Define the norm $N:\mathbb Z[\sqrt 2]\mapsto \mathbb Z$ as follows: $$N(a+b\sqrt 2)=a^2-2b^2\tag{1}$$ or $$N(x)=x\bar{x}\tag{2}$$ Then notice that for all $x,y\in\mathbb Z[\sqrt 2]$, we have that $$N(xy)=N(x)N(y)\tag{3}$$ Thus, suppose that $x\in\mathbb Z[\sqrt 2]$ is a unit. Then let $x^{-1}$ be its inverse. We have by $(3)$ that $$1=N(1)=N(xx^{-1})=N(x)N(x^{-1})$$ and so $N(x)$, which is an integer, is a unit, with multiplicative inverse $N(x^{-1})$. Since the only units in $\mathbb Z$ are $\pm 1$, we have that $N(x)=a^2-2b^2$ must equal $+1$ or $-1$.
This proves that $a^2-2b^2$ must equal $1$ or $-1$ if $x$ is a unit.
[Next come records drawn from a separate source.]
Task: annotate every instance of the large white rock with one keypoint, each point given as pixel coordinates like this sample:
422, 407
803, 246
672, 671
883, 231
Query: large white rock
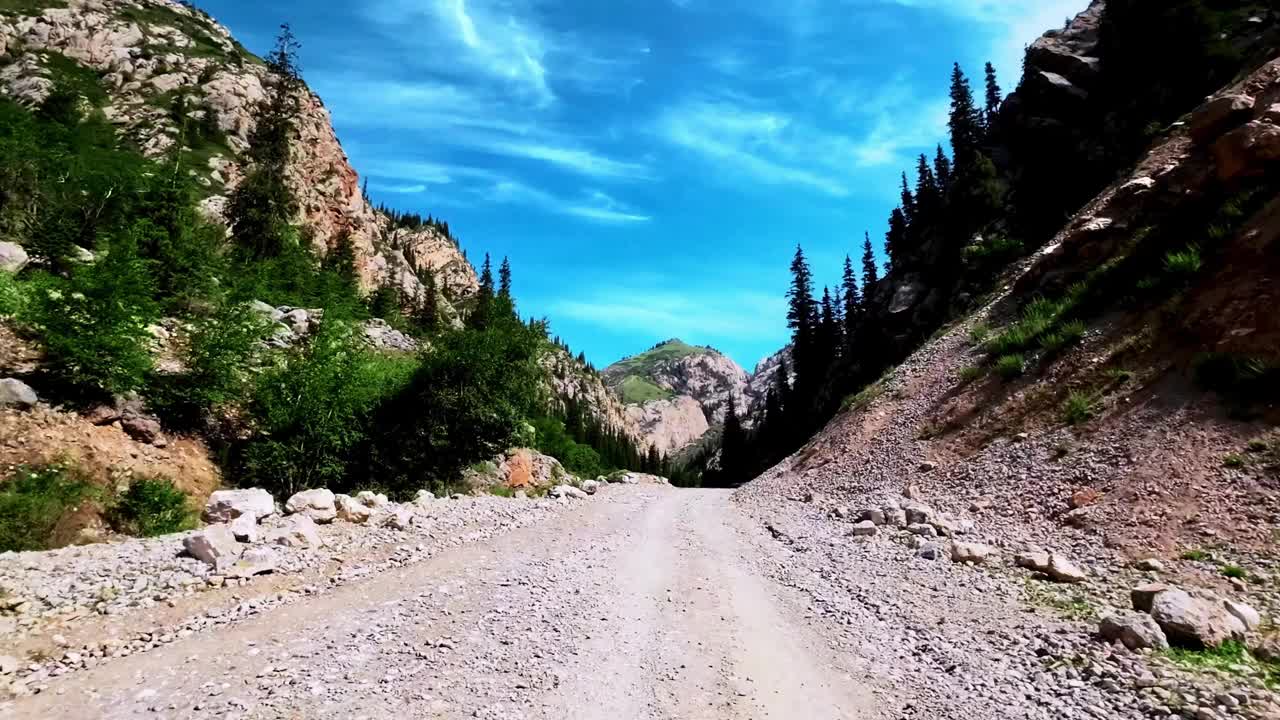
17, 393
13, 258
351, 510
225, 505
297, 531
315, 504
1194, 620
215, 546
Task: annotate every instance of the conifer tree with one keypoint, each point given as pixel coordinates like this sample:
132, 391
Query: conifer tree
871, 273
261, 208
965, 119
993, 96
853, 300
942, 169
504, 279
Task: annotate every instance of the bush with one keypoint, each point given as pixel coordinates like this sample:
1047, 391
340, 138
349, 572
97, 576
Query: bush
1079, 408
220, 354
466, 402
311, 413
1184, 264
152, 506
33, 500
1010, 367
94, 324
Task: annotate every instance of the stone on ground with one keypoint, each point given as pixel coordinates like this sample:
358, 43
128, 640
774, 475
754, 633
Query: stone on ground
315, 504
1136, 630
225, 505
215, 546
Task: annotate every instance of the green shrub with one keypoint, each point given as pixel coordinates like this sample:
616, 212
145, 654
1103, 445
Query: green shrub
466, 402
311, 413
219, 355
33, 500
1010, 367
1184, 264
152, 506
94, 324
1079, 408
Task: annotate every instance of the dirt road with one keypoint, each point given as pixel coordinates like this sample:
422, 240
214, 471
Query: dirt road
645, 605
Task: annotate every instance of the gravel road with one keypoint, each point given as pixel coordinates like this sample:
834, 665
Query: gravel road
647, 602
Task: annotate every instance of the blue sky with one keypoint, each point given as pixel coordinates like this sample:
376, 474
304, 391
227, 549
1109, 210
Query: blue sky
648, 165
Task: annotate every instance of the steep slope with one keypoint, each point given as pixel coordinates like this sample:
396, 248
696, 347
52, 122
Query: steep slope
1155, 437
675, 392
149, 63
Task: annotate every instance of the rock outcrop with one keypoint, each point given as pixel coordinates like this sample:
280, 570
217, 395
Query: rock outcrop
150, 51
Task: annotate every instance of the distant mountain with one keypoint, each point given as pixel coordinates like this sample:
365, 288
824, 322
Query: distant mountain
675, 392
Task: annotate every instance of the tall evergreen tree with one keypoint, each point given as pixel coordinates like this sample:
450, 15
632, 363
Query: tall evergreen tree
993, 96
853, 300
871, 272
504, 279
965, 119
942, 169
261, 208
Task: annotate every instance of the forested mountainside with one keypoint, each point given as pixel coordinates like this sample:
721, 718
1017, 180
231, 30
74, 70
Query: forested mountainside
196, 291
1116, 86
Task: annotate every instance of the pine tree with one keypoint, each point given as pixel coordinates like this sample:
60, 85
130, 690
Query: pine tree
908, 201
993, 96
261, 208
871, 273
942, 169
965, 121
853, 301
504, 279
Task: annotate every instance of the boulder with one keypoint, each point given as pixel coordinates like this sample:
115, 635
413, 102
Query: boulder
970, 552
567, 491
397, 519
351, 510
214, 546
254, 561
17, 393
315, 504
1220, 115
370, 499
1247, 615
13, 258
296, 531
867, 528
225, 505
1136, 630
1143, 596
1194, 620
245, 528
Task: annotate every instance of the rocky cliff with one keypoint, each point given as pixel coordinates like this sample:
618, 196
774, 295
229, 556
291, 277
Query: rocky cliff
136, 58
675, 392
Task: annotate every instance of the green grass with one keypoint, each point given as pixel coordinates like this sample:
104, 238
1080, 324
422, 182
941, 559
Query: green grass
152, 506
1226, 660
1079, 408
1235, 572
1010, 367
77, 78
35, 499
638, 391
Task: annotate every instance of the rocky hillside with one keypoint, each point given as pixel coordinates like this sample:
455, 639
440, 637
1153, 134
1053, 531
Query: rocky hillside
141, 60
675, 392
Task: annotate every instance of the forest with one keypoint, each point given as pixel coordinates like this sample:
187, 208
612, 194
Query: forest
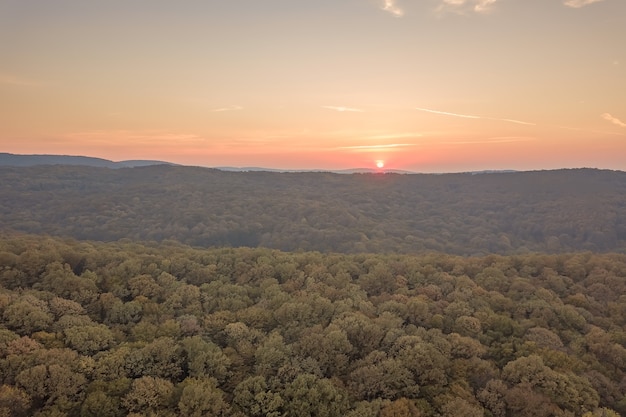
464, 214
182, 291
164, 329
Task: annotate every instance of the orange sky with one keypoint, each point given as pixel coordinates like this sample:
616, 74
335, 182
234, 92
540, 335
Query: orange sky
428, 86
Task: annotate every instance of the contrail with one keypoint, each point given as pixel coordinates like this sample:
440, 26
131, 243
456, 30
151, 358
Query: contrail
469, 116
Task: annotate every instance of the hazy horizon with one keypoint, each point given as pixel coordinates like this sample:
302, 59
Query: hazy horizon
423, 86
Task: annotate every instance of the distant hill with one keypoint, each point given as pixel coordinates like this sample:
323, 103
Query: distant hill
466, 214
8, 159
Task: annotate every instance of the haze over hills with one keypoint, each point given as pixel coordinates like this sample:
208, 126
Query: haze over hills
8, 159
550, 211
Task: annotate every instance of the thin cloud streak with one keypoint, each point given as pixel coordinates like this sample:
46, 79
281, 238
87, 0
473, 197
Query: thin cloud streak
342, 109
395, 136
8, 79
614, 120
462, 6
503, 139
577, 4
391, 7
468, 116
229, 108
388, 146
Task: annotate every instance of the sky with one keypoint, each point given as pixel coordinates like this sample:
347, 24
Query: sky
419, 85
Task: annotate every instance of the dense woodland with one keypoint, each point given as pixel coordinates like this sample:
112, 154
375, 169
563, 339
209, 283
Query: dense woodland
163, 329
464, 214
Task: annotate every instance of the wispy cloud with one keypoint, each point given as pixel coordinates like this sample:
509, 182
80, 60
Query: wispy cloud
463, 6
395, 136
9, 79
342, 108
468, 116
378, 147
577, 4
390, 6
500, 139
229, 108
614, 120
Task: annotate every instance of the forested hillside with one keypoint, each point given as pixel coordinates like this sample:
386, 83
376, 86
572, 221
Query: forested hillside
465, 214
95, 329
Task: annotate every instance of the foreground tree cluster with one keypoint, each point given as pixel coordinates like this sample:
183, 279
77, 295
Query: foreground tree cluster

Now we must prove the converse.
Suppose $N(x)=a^2-2b^2=\pm 1$. Then, by $(2)$, $x\bar{x}=1$ or $x\bar{x}=-1$. If the former is true, then $\bar{x}$ is the inverse of $x$ and $x$ is a unit; if the latter is true, then $-\bar{x}$ is the inverse of $x$ and $x$ is a unit.
Proof complete!
Now I shall address a generalized form of your first question. Suppose that $x,y\in\mathbb Z[\sqrt 2]$, and that $xy\in\mathbb Z$. Write $x=a+b\sqrt 2$ and $y=c+d\sqrt 2$. Then $$xy=(ac+2bd)+(ad+bc)\sqrt{2}$$ For $xy\in\mathbb Z$ to hold, it must be true that the coefficient $ad+bc$ of $\sqrt 2$ vanishes. Thus, we have $$ad+bc=0$$ or $$\frac{a}{b}=-\frac{c}{d}$$ ...which implies that the ratios of the rational and irrational parts of $x$ and $y$ are equal and opposite. This is equivalent to stating the existence of $z\in\mathbb Z[\sqrt 2]$ such that $z|x$ and $\bar{z}|y$.
If you apply this to units, you can see that it is indeed true that all units must come in conjugate pairs.